With a dramatic sweep of his heavy robes, Polonius turned and marched back down the gallery, his cane echoing in the distance until the heavy oak doors shut behind him, sealing the silence once more.
Ophelia let out a breath she felt she had been holding since her father entered. She reached behind the tapestry, her fingers finding the wooden bowl, but when she pulled it out, her heart sank. Polonius’s heavy boot had clipped the edge of the alcove as he turned; the frail wood-anemone was crushed into the damp moss, its broken stem bleeding a faint, colorless sap.

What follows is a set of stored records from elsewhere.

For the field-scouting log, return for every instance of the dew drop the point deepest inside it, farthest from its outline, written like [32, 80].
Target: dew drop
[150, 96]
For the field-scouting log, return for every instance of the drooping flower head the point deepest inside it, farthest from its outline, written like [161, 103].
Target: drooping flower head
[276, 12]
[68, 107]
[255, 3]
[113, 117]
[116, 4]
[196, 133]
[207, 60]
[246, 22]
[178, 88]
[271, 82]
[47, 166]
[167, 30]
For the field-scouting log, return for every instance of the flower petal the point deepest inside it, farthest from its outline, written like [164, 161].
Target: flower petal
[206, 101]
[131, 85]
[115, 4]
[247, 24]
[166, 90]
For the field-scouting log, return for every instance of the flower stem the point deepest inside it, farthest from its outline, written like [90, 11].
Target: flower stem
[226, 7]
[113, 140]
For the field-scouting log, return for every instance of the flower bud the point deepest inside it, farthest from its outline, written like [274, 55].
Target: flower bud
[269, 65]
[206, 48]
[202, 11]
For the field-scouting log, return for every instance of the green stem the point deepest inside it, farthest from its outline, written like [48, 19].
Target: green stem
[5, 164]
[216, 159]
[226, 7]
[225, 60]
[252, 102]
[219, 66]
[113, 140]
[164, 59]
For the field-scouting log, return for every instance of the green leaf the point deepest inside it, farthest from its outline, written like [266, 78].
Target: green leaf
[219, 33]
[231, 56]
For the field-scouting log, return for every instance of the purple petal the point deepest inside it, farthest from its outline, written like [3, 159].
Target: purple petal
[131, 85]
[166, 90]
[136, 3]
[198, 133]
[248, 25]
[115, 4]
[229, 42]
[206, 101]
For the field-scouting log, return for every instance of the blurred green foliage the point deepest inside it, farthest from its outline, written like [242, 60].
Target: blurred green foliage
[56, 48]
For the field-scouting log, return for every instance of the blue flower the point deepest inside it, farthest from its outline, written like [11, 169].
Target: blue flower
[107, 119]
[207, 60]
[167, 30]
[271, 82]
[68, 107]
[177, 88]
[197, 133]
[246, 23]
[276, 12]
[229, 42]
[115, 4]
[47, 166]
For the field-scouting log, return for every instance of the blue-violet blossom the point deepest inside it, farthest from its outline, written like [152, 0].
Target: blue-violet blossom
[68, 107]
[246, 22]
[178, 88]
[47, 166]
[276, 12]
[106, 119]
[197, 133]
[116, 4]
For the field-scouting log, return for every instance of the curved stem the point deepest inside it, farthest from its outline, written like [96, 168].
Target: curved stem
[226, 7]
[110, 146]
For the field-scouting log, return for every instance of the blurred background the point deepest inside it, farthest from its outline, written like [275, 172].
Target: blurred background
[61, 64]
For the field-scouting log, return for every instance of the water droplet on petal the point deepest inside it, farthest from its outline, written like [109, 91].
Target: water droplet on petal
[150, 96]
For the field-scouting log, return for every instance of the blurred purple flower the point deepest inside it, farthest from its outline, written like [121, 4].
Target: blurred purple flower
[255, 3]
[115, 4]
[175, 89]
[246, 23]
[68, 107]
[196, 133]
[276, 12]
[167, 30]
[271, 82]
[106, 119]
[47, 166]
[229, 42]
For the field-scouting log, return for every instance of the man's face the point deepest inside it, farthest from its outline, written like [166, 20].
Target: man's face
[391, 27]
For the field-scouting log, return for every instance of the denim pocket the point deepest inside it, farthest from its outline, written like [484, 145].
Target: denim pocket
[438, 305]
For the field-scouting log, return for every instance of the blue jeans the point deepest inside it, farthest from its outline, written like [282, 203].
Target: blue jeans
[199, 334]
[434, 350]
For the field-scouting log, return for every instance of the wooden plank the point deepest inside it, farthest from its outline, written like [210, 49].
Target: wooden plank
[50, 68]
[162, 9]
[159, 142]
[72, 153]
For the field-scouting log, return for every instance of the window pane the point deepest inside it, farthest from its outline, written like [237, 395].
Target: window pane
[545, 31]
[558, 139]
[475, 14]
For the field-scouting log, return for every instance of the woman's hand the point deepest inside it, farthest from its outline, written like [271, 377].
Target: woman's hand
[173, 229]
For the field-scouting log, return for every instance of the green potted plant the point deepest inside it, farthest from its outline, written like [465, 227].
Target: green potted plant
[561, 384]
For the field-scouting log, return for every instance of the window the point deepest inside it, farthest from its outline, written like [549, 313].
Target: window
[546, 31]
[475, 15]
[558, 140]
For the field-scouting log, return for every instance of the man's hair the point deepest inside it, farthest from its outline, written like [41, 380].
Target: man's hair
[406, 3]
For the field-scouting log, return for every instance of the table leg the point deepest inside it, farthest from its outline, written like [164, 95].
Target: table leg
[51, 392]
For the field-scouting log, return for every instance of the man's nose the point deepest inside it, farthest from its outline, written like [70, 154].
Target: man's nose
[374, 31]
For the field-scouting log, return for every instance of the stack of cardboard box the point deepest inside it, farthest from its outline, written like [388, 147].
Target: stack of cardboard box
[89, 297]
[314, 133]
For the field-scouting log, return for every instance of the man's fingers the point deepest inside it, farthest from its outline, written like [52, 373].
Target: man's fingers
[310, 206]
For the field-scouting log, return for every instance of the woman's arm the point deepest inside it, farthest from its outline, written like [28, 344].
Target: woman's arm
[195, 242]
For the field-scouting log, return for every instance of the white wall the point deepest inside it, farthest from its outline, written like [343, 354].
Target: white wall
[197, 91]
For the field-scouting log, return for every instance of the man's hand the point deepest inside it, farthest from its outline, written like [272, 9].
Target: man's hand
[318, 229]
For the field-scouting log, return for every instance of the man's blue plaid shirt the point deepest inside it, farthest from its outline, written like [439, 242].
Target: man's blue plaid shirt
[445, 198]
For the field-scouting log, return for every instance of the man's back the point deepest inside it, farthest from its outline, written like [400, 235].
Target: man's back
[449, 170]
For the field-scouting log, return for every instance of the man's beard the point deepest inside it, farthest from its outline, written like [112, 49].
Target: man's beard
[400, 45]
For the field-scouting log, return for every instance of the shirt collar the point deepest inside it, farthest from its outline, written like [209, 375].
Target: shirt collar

Tears pricked her eyes, but she did not let them fall. In Elsinore, tears were an admission of weakness, and weakness was a dangerous thing to leave exposed.
Laertes dropped to one knee beside her again. He didn't look at the broken flower. Instead, he reached out, taking the wooden bowl from her hands and setting it aside. He wrapped his arms around her small shoulders, pulling her into a tight, fierce embrace. The scent of his sweat and the rough linen of his shirt were the only real, warm things in the entire fortress.
"I am going to France one day, Phie," Laertes whispered into her hair, his voice vibrating with a quiet, passionate intensity. "When I am older, Father will send me to Paris. But I promise you, I will come back for you. I will not leave you alone with the ghosts in this place."
Ophelia buried her face in his neck, nodding silently. She closed her eyes, trying to imagine a world beyond the grey granite, a world where flowers didn't have to be hidden behind tapestries, and where love didn't have to be kept a secret from the walls. But when she opened them, the cold stones of Denmark still surrounded her, silent, watchful, and utterly unyielding.